Nagle poczuł, że coś traci, że jego wewnętrzna osłona obojętności i złości się załamuje. Zaczyna uciekać z niego życie… Umiera…
Upadł na podłogę. W głowie ktoś wypowiadał jego imię. Też znał to uczucie, znał ten ton, dźwięk... Doskonale zdawał sobie sprawę z tego, co się z nim dzieje, wiedział, że musi to powstrzymać…
Nie miał na to siły. Ten jeden jedyny raz musiało mu jej zabraknąć! Ten jeden jedyny raz, kiedy jego serce pękało z żalu, kiedy obrazy tyle razy widziane zaczęły przesuwać się przed jego oczami. I ten głos, którego tak w tym momencie nienawidził… Nie słabł, wręcz zdawało się, że wszystko, dosłownie wszystko, nim przemawiało. Lustro, wieszak, nawet nieużywane mydło schowane w szafce pod sufitem!
Chciał krzyczeć, żeby się od niego odczepił, że po raz kolejny nic nie zdziała, ale słowa zaklinowały się mu w gardle, a mózg był jakby sparaliżowany.
Nagle w jego głowie zamiast swojego imienia brzmiało czyjeś inne.
Tak jak wtedy, gdy został sam.
A właściwie nie, nie sam.
Ktoś był jeszcze z nim, w jego pamięci. Wtedy widział tego kogoś oczami wyobraźni. Jakiś czas później, na jego nieszczęście, tymi prawdziwymi.
Wspomnienie ożyło i nabrało nowego kształtu – urosło, wypiękniało, dostało głos i z niego skorzystało.
Poznał je. Stanął mu twarzą w twarz. Jego myśli wtedy były niczym niezmącone. Gdy prowadził dialog, nie docierało jeszcze do niego, z kim ma do czynienia.
To się stało dopiero teraz, tej nocy. W tym momencie.
To była ona.
Otworzył oczy i, przestraszony, rozejrzał się po łazience. Nic się nie zmieniło, nikogo tu nie było.
Myślał, że już po wszystkim, chciał się podnieść…
„Tato!”
Przed oczami stanęła mu dziewięcioletnia blondynka o znajomym kolorze oczu. Miała te swoje kucyki i brzydkie, sieroce ubranko. Jej twarz była mokra od łez, a rączki brudne, jakby przez kilka dni ich nie myła.
Odwrócił wzrok. Mimo że była bezbronnym dzieckiem, bał się jej jak nikogo innego.
Nagle poczuł jak malutkie rączki dotykają jego twarzy i delikatnie odwracają głowę. Po chwili miał jej buzię znowu na wprost swoich oczu. Ciągle czuł zimno jej rąk na swojej skórze. Widział wychudzoną, bladą twarz dziewczynki, nie potrafiąc wypowiedzieć ani jednego słowa.

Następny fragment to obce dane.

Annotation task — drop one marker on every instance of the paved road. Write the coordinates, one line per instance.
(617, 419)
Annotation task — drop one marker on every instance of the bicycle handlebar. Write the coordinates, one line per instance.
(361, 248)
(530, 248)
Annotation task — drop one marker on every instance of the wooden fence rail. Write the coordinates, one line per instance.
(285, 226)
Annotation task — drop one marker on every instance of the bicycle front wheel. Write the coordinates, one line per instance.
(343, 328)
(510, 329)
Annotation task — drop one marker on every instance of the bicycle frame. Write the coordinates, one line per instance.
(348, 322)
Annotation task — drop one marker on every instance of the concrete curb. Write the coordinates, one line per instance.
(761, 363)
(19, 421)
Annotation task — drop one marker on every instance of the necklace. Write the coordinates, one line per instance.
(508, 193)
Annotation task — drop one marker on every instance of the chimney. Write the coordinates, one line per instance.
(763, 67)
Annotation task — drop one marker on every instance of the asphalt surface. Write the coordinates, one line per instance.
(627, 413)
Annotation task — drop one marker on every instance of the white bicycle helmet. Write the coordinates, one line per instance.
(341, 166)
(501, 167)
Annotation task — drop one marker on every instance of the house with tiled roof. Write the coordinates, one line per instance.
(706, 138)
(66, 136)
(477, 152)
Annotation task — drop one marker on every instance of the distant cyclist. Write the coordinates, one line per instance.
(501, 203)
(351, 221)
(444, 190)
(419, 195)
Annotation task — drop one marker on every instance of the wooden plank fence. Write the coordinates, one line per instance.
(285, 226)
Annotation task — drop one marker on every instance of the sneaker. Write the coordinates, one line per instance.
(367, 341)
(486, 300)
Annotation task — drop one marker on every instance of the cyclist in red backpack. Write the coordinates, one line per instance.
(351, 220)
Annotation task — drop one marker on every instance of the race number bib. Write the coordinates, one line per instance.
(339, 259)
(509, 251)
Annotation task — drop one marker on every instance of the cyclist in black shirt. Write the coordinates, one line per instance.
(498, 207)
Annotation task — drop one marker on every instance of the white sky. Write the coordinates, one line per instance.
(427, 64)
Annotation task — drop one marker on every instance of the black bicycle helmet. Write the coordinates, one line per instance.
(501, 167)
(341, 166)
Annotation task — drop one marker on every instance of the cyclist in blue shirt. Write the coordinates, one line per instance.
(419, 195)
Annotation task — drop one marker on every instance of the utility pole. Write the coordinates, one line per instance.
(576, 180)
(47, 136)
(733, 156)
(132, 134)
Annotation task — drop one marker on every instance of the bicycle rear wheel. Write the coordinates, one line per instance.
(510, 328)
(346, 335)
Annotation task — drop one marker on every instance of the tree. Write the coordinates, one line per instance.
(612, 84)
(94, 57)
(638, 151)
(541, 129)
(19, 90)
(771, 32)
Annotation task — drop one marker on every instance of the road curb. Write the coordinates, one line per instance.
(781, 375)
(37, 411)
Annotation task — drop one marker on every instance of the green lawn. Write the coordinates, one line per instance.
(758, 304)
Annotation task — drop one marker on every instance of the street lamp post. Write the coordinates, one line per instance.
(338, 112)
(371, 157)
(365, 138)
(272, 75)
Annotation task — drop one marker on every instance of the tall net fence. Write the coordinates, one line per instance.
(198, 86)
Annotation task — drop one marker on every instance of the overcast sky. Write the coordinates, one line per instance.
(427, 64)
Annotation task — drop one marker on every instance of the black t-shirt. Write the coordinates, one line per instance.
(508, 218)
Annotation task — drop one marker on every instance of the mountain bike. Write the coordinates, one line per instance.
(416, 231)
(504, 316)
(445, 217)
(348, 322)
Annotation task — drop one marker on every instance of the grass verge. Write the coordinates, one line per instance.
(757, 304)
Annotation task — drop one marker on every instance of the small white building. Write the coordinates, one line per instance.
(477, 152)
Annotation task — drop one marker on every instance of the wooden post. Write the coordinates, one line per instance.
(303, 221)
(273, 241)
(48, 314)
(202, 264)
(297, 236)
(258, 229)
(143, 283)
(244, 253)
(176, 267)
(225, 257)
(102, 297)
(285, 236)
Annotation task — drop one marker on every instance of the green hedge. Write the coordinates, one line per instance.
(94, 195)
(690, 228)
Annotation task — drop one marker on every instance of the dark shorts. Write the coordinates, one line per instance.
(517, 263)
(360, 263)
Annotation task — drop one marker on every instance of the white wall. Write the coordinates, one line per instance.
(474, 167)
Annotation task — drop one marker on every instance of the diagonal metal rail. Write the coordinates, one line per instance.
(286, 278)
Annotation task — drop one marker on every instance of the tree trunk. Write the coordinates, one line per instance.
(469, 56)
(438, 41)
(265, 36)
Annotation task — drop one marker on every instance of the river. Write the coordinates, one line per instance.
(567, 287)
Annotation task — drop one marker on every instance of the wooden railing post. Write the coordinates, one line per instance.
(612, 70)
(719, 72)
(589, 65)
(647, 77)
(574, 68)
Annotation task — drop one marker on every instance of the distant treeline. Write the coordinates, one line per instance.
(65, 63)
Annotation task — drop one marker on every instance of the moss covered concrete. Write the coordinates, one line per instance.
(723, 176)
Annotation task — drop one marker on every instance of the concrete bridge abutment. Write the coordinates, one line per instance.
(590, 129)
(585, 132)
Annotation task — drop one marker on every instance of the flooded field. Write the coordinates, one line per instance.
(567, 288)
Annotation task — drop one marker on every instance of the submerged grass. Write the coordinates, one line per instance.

Po chwili patrzyli sobie prosto w oczy. Jej wzrok zmusił go do tego.
Wtedy doznał szoku. Znał ten wyraz na pamięć, tyle razy się z nim spotkał i tyle samo razy go zignorował.
Chociaż niebieskie, chociaż zupełnie inne, to były oczy jego żony.
Łzy spłynęły mu po policzku na myśl o nieboszczce. Przecież to przez niego umarła… Przez niego miały one taki wyraz… To on ją zniszczył, wykorzystał i porzucił! Na niej się wyżywał, ją obrażał, ona była obiektem jego drwin...
„Tatusiu, to ja, twoja córeczka” – poczuł, że jej rączki oplatają jego szyję.
„Kocham cię i tęsknię za tobą. Tak bardzo chciałabym, żebyś mnie pokochał.”
Wtedy rączki się zacisnęły wokół jego szyi i jej chudziutkie, drobniutkie ciałko przylgnęło do niego.
Jemu zabrakło sił, żeby wyswobodzić się z ucisku. A może i czegoś jeszcze…?
Nagle usłyszał pukanie do drzwi. Mara momentalnie zniknęła.
„Lily!”, wołał w przerażeniu.
Spuścił oczy.
Wiedział, że teraz nie ma już dla niego ratunku.
Chwilę później w otwartych drzwiach zobaczył dwóch mężczyzn w policyjnych mundurach.